Through all of this putting me down they sit there and tell me that I'm the one who is negative...I don't want to deal with them anymore.

3 comments:

Danger said...

Hey, I'm sorry things are so down. I can relate... things are kinda "downward spiral" for me right now too. Thanks for the comment. It's nice to know people are still around, especially when I find out people who I thought were friends never considered me one and find it easy to dispose me from their lives. I want to let you know that I think of you as a friend, even if we know each other only through blogger and facebook. You're a good guy. Also, I've kinda been surrounded by people who think medication is the answer, but we live in a drug society so that always seems the logical answer.

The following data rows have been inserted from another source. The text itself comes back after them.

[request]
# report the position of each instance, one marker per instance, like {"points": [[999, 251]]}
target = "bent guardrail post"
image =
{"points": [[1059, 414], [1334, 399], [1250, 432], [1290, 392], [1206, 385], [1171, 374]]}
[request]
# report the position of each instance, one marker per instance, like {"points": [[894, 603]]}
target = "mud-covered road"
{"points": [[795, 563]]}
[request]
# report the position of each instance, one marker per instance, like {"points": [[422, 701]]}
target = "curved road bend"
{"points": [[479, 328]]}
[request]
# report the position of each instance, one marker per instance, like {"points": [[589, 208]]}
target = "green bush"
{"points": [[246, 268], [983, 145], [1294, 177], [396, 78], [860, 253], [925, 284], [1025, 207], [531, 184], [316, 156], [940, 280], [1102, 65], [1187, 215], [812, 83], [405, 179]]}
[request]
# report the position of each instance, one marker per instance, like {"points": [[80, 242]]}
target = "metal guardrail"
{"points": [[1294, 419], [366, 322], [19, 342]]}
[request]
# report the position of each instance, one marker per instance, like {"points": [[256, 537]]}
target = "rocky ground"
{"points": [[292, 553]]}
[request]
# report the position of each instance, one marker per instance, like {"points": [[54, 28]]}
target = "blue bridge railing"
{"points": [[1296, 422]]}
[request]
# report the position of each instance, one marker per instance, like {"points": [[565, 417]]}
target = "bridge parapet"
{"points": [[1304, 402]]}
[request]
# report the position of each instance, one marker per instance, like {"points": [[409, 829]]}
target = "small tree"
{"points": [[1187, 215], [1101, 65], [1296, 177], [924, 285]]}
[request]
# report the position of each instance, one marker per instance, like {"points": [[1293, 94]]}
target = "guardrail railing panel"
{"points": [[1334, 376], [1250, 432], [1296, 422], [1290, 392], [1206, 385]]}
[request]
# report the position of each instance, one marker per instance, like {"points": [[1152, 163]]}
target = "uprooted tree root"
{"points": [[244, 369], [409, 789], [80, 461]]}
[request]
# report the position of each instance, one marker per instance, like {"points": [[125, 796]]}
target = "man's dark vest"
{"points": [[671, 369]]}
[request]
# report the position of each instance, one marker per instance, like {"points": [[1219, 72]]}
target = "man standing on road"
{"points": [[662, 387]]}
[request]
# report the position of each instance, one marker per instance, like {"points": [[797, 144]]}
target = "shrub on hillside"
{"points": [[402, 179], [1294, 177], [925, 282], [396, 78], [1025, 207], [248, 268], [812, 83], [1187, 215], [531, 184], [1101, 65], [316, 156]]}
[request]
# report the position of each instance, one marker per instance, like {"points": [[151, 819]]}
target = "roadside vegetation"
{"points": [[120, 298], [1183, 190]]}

No one wants to deal with the bigger problems and find out what's causing it... they just want to cover it up with chemicals. I'm not going to give my life over to a pill, however I understand that there are instances in which medicine is okay... but that's usually when you know what the problem is. My first final is tomorrow and I'm a little stressed. I really think college is the reason for my roller coaster ups and downs. It doesn't seem to be a very happy environment half the time, but going home doesn't solve that. I live with my parents right now. You can't really get away, you just have to get through it. And I want to get through it. Soon, when I'm done here, I'll be able to truly make all my own decisions and make a happy life for myself. Live where I want, have a job and a degree, and have my house decorated with the bare minimum so I don't fall into the materialistic world of greed that so many people do. I really hope you find your answers. I think I've found mine by determining the problems to be college and Robert. It doesn't make me feel better or take away the roller coaster, but at least I know. When I feel to awful, I realize what I need to get away from. Sometimes I go out with a friend, or I stay in and play a video game. I don't know what classes I'm going to pass and what I'm going to fail. But, I'll be praying for us both to be in school next semester if that is what we choose we want... I would like that option to at least be open for the both of us. Good luck Justin!

The Cardboard Tube Knight said...

Thanks a lot for the comment, I really haven't had one in so long. I don't think that things have really bene normal around our little group, so many of the people on here are busy now.

I am really torn up over the whole thing with my friend and I just know that when this all goes wrong she's going to want to come talk to me to feel better. I don't get what she thinks I am, but I really can't have someone using me to cry on and then when I need someone just walking off.

Danger said...

I know exactly what you mean. A lot of the friends that I used to have would come to me with problems, but then make no effort to stay friends or even in contact. If I need a friend or someone to talk to, they're just "too busy" and don't have any free time coming up in the future. In other words, unless I'm going to do something for them or give them something, they'll be too busy. Still, I won't turn down anyone who comes to me needing someone to listen to them. Maybe I'll find a few real friends in it all. Good luck with your friend and sorry to hear about the whole Nicole-Carrie situation. That's a bad deal... and definately not right.